The project team often develops an alternative method for accomplishing a project goal when a
risk event has been identified that may frustrate the accomplishment of that goal. These plans are
called contingency plans. The risk of a truck drivers’ strike may be mitigated with a contingency
plan that uses a train to transport the needed equipment for the project. If a critical piece of
equipment is late, the impact on the schedule can be mitigated by making changes to the
schedule to accommodate a late equipment delivery.
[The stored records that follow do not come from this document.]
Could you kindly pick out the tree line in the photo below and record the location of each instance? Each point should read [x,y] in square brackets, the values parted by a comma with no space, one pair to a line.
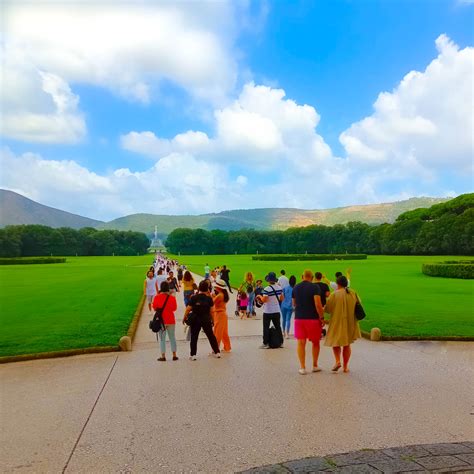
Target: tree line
[39,240]
[443,229]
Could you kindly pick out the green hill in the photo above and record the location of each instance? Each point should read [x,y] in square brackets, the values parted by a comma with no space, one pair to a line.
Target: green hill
[17,209]
[268,218]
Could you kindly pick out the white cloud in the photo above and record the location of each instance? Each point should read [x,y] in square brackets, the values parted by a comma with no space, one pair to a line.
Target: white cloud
[425,124]
[60,122]
[265,152]
[254,130]
[176,184]
[129,48]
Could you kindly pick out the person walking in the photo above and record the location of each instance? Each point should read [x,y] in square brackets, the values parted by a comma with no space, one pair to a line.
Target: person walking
[168,302]
[248,287]
[221,320]
[173,283]
[308,310]
[283,280]
[271,298]
[150,288]
[201,305]
[343,327]
[287,306]
[188,286]
[225,276]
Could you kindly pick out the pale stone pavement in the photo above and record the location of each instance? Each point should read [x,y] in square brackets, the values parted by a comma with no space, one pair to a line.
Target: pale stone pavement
[126,412]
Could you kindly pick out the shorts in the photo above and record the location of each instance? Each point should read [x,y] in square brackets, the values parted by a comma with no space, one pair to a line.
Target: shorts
[308,329]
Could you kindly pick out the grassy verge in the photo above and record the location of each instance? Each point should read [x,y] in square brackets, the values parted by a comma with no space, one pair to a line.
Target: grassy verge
[398,298]
[88,301]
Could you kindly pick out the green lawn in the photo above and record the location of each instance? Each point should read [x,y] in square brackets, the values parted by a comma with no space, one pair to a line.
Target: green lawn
[87,301]
[398,298]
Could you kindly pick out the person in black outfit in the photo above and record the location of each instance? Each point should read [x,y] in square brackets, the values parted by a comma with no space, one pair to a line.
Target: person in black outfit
[200,305]
[225,276]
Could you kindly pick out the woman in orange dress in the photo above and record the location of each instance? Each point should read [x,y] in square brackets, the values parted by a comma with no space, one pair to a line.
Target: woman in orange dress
[221,324]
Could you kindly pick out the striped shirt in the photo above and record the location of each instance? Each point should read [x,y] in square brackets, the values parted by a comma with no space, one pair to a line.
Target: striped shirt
[272,305]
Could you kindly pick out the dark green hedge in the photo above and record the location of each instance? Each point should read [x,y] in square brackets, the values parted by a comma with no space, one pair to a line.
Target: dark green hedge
[31,260]
[461,269]
[290,257]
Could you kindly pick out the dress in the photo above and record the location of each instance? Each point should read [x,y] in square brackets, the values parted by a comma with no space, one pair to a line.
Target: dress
[343,326]
[221,322]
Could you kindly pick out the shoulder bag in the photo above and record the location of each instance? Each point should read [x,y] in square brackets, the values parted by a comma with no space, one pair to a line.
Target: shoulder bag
[157,324]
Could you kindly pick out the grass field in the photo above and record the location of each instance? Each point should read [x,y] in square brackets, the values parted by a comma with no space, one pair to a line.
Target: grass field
[397,297]
[87,301]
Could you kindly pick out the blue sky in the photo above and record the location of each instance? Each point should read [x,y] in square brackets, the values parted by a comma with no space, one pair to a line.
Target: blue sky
[258,95]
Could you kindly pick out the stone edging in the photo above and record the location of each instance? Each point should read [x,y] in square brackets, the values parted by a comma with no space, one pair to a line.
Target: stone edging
[440,457]
[132,329]
[54,354]
[366,335]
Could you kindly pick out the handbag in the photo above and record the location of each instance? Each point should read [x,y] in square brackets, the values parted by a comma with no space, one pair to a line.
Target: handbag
[190,320]
[275,337]
[157,324]
[359,312]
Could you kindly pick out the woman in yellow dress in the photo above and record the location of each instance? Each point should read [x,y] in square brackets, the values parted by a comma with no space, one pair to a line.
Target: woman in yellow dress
[343,327]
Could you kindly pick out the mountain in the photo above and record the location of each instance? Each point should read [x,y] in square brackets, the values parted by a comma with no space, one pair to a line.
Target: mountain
[270,218]
[17,209]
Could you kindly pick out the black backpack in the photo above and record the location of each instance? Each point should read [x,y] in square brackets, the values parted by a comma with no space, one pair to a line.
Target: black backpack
[157,324]
[275,337]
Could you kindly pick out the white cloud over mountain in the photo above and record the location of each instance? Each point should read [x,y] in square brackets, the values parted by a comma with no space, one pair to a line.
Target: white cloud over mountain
[263,149]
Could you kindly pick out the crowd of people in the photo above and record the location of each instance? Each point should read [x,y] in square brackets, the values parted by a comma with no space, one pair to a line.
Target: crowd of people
[314,303]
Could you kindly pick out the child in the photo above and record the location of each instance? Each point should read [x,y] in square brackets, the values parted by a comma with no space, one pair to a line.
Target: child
[243,303]
[150,288]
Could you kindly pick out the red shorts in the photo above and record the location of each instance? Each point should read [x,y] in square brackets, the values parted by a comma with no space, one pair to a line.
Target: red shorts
[308,329]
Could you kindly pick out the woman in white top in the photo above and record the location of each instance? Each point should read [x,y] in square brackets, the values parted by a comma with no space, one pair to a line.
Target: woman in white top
[150,288]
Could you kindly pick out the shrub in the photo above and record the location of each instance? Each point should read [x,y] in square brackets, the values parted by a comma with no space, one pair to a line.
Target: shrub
[31,260]
[290,257]
[451,269]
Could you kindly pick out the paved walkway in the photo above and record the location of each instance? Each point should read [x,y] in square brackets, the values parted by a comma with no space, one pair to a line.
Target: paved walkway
[126,412]
[441,457]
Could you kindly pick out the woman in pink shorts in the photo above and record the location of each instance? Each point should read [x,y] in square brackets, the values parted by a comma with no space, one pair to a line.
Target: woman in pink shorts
[308,310]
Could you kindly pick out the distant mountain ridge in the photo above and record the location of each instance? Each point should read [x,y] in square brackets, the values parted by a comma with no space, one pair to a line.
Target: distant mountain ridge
[268,218]
[17,209]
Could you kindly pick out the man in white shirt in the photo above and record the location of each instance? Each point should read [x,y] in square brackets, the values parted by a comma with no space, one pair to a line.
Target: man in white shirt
[272,297]
[283,280]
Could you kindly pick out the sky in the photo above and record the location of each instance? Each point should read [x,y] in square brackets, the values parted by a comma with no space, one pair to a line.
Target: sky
[114,107]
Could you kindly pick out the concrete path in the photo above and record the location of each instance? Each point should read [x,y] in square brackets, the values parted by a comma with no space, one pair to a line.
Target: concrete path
[441,457]
[126,412]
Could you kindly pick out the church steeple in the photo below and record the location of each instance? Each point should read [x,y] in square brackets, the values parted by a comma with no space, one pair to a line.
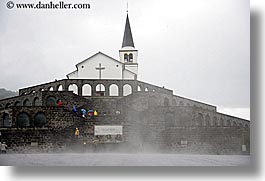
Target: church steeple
[128,53]
[127,37]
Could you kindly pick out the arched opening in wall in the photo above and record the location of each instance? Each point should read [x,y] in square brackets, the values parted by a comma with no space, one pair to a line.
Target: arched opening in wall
[221,122]
[166,101]
[174,102]
[17,103]
[224,123]
[207,120]
[127,90]
[233,124]
[86,90]
[36,102]
[199,120]
[181,103]
[246,126]
[152,101]
[215,121]
[7,106]
[229,123]
[32,92]
[139,89]
[51,101]
[6,120]
[40,119]
[126,57]
[114,90]
[23,119]
[26,103]
[169,120]
[100,90]
[60,88]
[74,88]
[130,57]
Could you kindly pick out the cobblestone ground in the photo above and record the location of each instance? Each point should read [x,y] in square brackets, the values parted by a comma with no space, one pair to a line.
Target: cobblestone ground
[88,159]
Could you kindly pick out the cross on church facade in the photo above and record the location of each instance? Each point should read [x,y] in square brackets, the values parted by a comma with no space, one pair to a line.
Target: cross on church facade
[99,68]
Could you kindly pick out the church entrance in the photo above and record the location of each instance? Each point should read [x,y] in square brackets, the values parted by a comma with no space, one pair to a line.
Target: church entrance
[100,90]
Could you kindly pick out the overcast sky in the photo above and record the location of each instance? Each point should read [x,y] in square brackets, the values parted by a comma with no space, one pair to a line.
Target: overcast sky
[198,48]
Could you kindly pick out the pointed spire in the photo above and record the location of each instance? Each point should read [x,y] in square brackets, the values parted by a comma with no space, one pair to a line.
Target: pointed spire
[127,38]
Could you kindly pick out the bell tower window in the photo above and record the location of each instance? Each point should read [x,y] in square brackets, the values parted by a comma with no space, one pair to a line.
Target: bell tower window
[130,57]
[126,57]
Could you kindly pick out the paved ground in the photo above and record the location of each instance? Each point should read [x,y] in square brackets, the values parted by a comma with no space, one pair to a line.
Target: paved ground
[91,159]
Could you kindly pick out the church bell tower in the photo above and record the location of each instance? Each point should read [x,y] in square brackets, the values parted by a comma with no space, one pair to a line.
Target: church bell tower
[128,53]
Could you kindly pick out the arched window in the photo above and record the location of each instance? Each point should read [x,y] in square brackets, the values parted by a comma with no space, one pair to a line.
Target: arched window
[6,120]
[215,121]
[17,103]
[74,88]
[26,103]
[130,57]
[127,90]
[51,101]
[7,105]
[86,90]
[207,120]
[181,103]
[139,89]
[166,101]
[228,122]
[126,57]
[60,88]
[100,90]
[113,90]
[199,119]
[23,120]
[36,101]
[40,119]
[169,120]
[174,102]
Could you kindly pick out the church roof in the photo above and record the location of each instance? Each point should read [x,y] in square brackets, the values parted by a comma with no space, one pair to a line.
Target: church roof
[127,37]
[96,55]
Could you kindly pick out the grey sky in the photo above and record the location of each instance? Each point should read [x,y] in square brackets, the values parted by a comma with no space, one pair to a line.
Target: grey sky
[198,48]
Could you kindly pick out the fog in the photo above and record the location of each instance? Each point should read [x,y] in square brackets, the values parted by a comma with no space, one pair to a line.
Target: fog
[198,48]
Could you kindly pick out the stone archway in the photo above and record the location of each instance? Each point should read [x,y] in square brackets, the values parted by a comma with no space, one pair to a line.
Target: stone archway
[6,120]
[113,90]
[26,102]
[74,88]
[23,120]
[51,101]
[86,90]
[100,90]
[40,119]
[127,90]
[166,101]
[36,102]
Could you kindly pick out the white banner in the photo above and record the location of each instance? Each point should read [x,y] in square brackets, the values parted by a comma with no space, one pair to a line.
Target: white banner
[108,130]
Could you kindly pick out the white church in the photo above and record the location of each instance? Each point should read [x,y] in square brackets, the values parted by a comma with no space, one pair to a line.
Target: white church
[102,66]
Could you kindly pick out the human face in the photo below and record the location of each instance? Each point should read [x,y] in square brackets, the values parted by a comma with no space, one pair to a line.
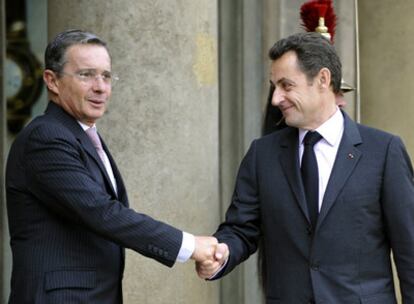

Contingency funds are funds set aside by the project team to address unforeseen events that
cause the project costs to increase. Projects with a high-risk profile will typically have a large
contingency budget. Although the amount of contingency allocated in the project budget is a
function of the risks identified in the risk analysis process, contingency is typically managed as
one line item in the project budget.
Some project managers allocate the contingency budget to the items in the budget that have high
risk rather than developing one line item in the budget for contingencies. This approach allows
the project team to track the use of contingency against the risk plan. This approach also
allocates the responsibility to manage the risk budget to the managers responsible for those line
items. The availability of contingency funds in the line item budget may also increase the use of
contingency funds to solve problems rather than finding alternative, less costly solutions. Most
project managers, especially on more complex projects, manage contingency funds at the project
level, with approval of the project manager required before contingency funds can be used.